Integration of a Gamma-Type Stirling Engine with LPG Cooking Stove for Micro-Scale Combined Heat and Power Generation

Abstract

The Stirling engine is one of the most versatile micro-scale prime movers for combined heat and power applications, adaptable to different levels of heat sources. This study started a unique journey that included developing, experimenting, and analyzing the Gamma-type Stirling engine. Notably, the engine design ingeniously harnesses heat from a customized cooking stove burner powered by liquefied petroleum gas. The engine fabrication resulted in a compression ratio 2.014, accommodating a volumetric capacity of 181 cc.
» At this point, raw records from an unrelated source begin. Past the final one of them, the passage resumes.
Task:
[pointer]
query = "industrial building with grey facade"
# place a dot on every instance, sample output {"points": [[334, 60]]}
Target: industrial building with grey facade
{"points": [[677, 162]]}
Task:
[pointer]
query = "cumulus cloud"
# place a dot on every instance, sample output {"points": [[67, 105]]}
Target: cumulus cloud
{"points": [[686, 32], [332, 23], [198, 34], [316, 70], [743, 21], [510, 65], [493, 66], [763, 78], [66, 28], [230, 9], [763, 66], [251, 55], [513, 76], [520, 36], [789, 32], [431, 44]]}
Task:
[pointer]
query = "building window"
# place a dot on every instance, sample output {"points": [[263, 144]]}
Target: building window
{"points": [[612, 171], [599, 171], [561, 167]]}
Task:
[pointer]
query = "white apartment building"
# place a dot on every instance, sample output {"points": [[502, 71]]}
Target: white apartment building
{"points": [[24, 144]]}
The Stirling engine test used air as the working gas, and the initial conditions were at atmospheric pressure. Stirling engine performance was analyzed using an ideal thermodynamic cycle model and burner efficiency using the water boiling method. The modified burner attains an average temperature of 699.5°C, producing a burner power output of 5.702 kW and a thermal efficiency of 32.7% or around 1.867 kW of heat for operating the engine and cooking activities. Simultaneously, tests of the Stirling engine revealed an average air temperature difference of 146.2°C between the expansion and compression phases. The flywheel rotation speed ranges from 158 to 369 rpm. During testing, the Stirling engine obtained an average thermal efficiency of 31.08%, accompanied by an ideal power spectrum ranging from 0.3 W to 42.6 W. The highlight of this study was the maximum pressure achieved at the end of the heat absorption stage, recorded at 296.1 kPa. Importantly, these findings underscore the promising potential of micro-Combined Heat and Power systems. Integrating the gamma-type Stirling engine with the LPG stove represents novelty and paves the way for further development and advancement in sustainable energy solutions.